Con una recente ordinanza della Corte di Cassazione, la n. 5536 del 2024, i giudici hanno offerto nuovi chiarimenti su alcuni aspetti cruciali del contratto preliminare di compravendita immobiliare.
Si tratta di una pronuncia che permette di approfondire il ruolo e le implicazioni del preliminare di compravendita, mettendo altresì in evidenza alcuni elementi essenziali che lo caratterizzano.
I dati catastali non sempre sono necessari
L’identificazione del bene oggetto del contratto non passa a tutti i costi dai dati catastali: infatti, ad avviso della Corte, per garantire la validità di un contratto è necessario che l’oggetto dello scambio sia determinato o almeno determinabile, come stabilito dall’art. 1418 c.c., pena la nullità dell’accordo, ma non è parimenti necessario che per detta determinazione si debba fare riferimento ai dati catastali.
In materia di compravendita immobiliare, l’identificazione del bene può infatti avvenire attraverso diversi strumenti, sia diretti che indiretti, legali o convenzionali, in quanto il codice civile non prescrive un criterio rigido per l’individuazione degli immobili ai fini della validità del contratto.
Per tale ragione, come affermano i giudici della Corte, non sempre è indispensabile indicare i confini dell’immobile o i dati catastali.
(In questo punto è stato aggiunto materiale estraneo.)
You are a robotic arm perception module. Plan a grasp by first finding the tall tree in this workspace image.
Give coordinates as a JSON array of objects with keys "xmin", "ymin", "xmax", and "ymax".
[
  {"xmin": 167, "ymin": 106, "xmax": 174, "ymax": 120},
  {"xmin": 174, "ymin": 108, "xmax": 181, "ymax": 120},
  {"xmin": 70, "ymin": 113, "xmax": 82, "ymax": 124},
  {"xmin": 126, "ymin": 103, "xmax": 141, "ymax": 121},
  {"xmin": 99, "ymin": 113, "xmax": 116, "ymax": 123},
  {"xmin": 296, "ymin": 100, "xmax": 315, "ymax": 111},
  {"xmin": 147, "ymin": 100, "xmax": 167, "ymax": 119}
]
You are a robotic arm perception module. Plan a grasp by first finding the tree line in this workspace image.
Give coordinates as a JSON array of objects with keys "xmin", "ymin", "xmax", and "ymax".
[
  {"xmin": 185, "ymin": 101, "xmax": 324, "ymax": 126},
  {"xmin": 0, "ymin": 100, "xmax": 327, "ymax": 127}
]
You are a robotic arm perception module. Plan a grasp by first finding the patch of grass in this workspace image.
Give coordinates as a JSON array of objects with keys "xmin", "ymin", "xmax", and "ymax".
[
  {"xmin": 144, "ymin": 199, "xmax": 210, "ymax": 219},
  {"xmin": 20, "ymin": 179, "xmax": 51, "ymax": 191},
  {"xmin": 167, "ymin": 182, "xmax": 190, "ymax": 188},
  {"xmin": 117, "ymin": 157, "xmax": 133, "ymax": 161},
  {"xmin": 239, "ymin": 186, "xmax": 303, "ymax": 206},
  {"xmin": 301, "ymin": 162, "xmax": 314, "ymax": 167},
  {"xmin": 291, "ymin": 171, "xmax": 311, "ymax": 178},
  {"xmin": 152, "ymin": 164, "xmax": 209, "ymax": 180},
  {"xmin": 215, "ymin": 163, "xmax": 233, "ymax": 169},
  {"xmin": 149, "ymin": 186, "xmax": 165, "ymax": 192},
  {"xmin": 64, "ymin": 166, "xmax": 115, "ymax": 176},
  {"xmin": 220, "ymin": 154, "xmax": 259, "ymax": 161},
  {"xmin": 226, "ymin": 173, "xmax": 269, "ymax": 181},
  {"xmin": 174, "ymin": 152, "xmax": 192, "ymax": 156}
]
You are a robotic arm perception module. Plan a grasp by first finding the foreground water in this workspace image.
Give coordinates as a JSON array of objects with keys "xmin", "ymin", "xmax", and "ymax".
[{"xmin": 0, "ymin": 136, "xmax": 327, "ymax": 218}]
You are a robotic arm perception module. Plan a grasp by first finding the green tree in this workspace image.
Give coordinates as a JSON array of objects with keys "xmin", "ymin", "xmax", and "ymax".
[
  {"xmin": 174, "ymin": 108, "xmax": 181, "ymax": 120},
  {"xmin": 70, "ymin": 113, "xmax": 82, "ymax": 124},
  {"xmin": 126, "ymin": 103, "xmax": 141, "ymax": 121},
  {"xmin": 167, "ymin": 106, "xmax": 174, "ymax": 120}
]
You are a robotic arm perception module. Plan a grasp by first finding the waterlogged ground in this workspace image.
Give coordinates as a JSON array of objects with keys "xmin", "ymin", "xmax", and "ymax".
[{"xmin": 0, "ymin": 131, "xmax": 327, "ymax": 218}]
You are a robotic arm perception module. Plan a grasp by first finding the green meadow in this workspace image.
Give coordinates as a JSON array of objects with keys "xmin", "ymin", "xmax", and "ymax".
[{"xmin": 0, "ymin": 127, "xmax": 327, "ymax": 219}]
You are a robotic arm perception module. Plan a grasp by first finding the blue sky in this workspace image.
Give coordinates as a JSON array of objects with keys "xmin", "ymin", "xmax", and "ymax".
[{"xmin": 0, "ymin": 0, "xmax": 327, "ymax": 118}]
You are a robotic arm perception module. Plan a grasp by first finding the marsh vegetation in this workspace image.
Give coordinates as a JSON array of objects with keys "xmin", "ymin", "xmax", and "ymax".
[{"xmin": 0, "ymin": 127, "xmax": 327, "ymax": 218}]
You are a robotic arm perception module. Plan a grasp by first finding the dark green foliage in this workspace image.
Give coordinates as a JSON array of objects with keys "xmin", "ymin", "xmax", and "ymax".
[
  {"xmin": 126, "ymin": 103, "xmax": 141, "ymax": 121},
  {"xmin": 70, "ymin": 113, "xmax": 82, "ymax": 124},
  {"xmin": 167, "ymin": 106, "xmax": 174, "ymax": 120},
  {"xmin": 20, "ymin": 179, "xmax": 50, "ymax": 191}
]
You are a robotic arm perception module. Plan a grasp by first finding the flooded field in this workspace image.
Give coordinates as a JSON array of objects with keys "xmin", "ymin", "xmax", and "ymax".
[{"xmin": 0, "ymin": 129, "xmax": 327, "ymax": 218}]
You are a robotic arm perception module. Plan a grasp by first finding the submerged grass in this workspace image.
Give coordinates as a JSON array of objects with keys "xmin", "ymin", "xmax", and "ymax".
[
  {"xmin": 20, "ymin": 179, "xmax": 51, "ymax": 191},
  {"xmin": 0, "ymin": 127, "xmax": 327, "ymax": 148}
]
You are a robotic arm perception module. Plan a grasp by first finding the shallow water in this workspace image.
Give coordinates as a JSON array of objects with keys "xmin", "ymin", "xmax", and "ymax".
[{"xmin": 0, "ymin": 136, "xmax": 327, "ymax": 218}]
Ciò che rileva è che il bene sia identificabile in modo univoco, anche mediante il riferimento ad altri elementi contenuti nel contratto stesso.
Se l’immobile risulta chiaramente individuabile attraverso ulteriori clausole del preliminare, l’accordo pertanto rimane valido anche in assenza di dettagli catastali specifici.
La volontà delle parti
Ai fini della validità del contratto preliminare, non è necessario, inoltre, che tutte le condizioni del futuro contratto definitivo siano già stabilite nei minimi dettagli. Ciò che conta è che nel contratto preliminare (che deve essere redatto in forma scritta) emerga in modo chiaro l’accordo tra le parti sugli elementi essenziali della compravendita, e dunque sia lampante la manifestazione libera della volontà delle parti di concludere l’affare.
Contratto preliminare condizionato all’ottenimento di una concessione pubblica
Un’ulteriore ordinanza della Cassazione, la n. 5976 del 2024, affronta una situazione particolare ma di grande rilevanza: il caso in cui un contratto preliminare sia subordinato all’ottenimento di un’autorizzazione amministrativa da parte del promissario acquirente.
Ciò che si desume da questa pronuncia è che qualora l’acquirente non dovesse ottenere il cambio di destinazione d’uso necessario ai suoi interessi, anche qualora abbia compiuto tutti gli adempimenti formali richiesti, il rogito non potrà essere perfezionato e il promittente venditore non avrà il diritto a trattenere la caparra.
Infatti, in caso di contratti soggetti a condizioni potestative miste (cioè quando l’avveramento della condizione dipende sia da una volontà soggettiva che da fattori esterni), la mancata realizzazione della condizione non può essere considerata una violazione della buona fede se essa dipende da fattori estranei alla volontà, in questo caso, dell’acquirente.
La flessibilità del preliminare e l’importanza del consulente
Le recenti pronunce della Corte di Cassazione evidenziano la flessibilità del contratto preliminare di compravendita, sia nella determinazione dell’oggetto che nella definizione delle condizioni di validità. Se da un lato è necessario garantire la certezza dell’accordo, dall’altro occorre riconoscere in esso margini di elasticità, purché vi sia un’identificazione chiara del bene e delle condizioni principali della transazione.
Questi aspetti sottolineano l’importanza di essere assistiti da un consulente esperto nelle fasi di predisposizione del contratto preliminare, per evitare contestazioni future e garantire un percorso lineare verso il rogito definitivo.